In the wake of our most recent roundtable, focusing on the single customer view, we released an expert-led supplement featuring a number of Q&As and features, all of which you can download for free.

In the extract below, our panel discuss the journey ahead for those seeking the single customer view and the main challenges they face.

Is SCV a reality for retailers and where do they begin?

Gill Makepeace: I think it is a reality, yes. They need to identify the data they already have and work on pulling this into one manageable system. Things like company store cards or mobile contract data will help to identify a customer’s shopping and browsing behaviour across physical locations and online.

They also need to identify before starting what they want to achieve from having a SCV. This is hugely important for making sure the solution they build meets their requirements, plus thinking about potential future enhancements they may want, so they capture all the data required.

James Cartlidge:  It might not be the reality right now but it will be expected in the near future, especially when leading retailer brands start investing heavily [in the single customer view]. Ultimately brands that can build a deeper relationship with their customers will win.

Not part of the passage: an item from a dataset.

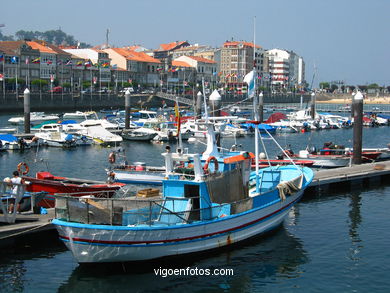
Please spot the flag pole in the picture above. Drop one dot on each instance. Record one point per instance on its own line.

I’d say start with the vision and work backwards to see how each aspect of that customer view needs to align.  

Lewis Lenssen: It’s unlikely that retailers will have a 100% joined-up and consistent view of every customer, but there are plenty of opportunities to create a rich view of the majority of customers.

It’s not important what everyone else does – retailers should prioritise the marketing channels, sales channels and devices that are most important to their business and move ahead based on that. It won’t be solved straightaway so there needs to be a roadmap to take them from where they are, to where they want to be, in stages.

From where we stand currently, what are the main challenges to achieving this goal?

Luke Judge:The biggest challenges are probably online to offline and across devices. Collating past transactions is not difficult based on contact email addresses/billing details etc.

However, when an email address or a unique identifier is not collected when someone is browsing the client’s site (i.e. on their mobile, or online before they go on to purchase in store) means the client cannot easily connect the two customer interactions, and hence it is tricky to see a singular customer view.

LL: The main challenge is to get brands to stop questioning if it’s possible and start measuring and joining as much as they can. Just because every user can’t be joined across every channel with 100% accuracy, it doesn’t mean that there’s no value in making the connections that are possible.

Nicola White: The extraction, communication and collection of key data sources around the company form some of the major challenges to achieving a SCV.

However it’s important not to overlook the internal resourcing challenges which can also complicate the process; namely determining who is going to be responsible for driving and co-ordinating the project and also gaining c-level buy-in for investing in it.

As it can involve so many different functions across an organization and take such a long time to implement, it’s vital that retailers gain the full backing and support from the top.  

Are today’s companies structured to take on the task?

NW: Some forward-thinking companies have really embraced SCV and have re-structured or invested in additional resource in order to take on and excel in this area. In these cases it’s investment in ‘data analysts’ or ‘data scientists’ who understand the importance of gathering the required data and how it should be used to treat customers as individuals.

Companies tend to struggle where their online systems have had no historic need or ability to communicate with their offline stores, which then forms a major challenge in itself.  

LL: In general, most companies aren’t structured in the optimum way to take this on. Businesses don’t necessarily have to change, but if we look at the structure of the most successful multi-channel business we’re starting to see the creation of new roles with responsibility across online and offline channels.

It’s now more likely to have people with cross-channel expertise, so rather than teams structured around the traditional channels (search, email, display etc.), these businesses are structuring them around product types (menswear, womenswear, furniture etc.), with responsibility for sales across all channels and devices.

Ultimately, what will concepts like SCV promote and achieve?

JC: A happy customer who remains loyal through a better understanding and  actionable data to help increase relevancy and drive a bigger revenue per user.

GM: I think SCV is key for both merchants and publisher to be able to offer intelligent bespoke marketing to customers. The users these days are becoming more demanding and savvy  Receiving offers and content that is not relevant for their needs now could turn a them off from a brand or publisher. I think the future potential is huge once companies are able to have SCV.

NW: SCV can help organisations to understand a customer’s history, their product relationships and allows for better retention, communication and up-selling.

Ultimately,  if  done  successfully,  it  can achieve an increase in customer loyalty with a brand and help to target the right people, with the right message at the exact right time which is vital in this modern marketing era.

LL: These concepts will help marketers to see a more realistic view of their customers. It will help to promote better marketing that’s based on the real consumer, rather than the concept of a pure online or pure offline persona – a notion that doesn’t exist in reality.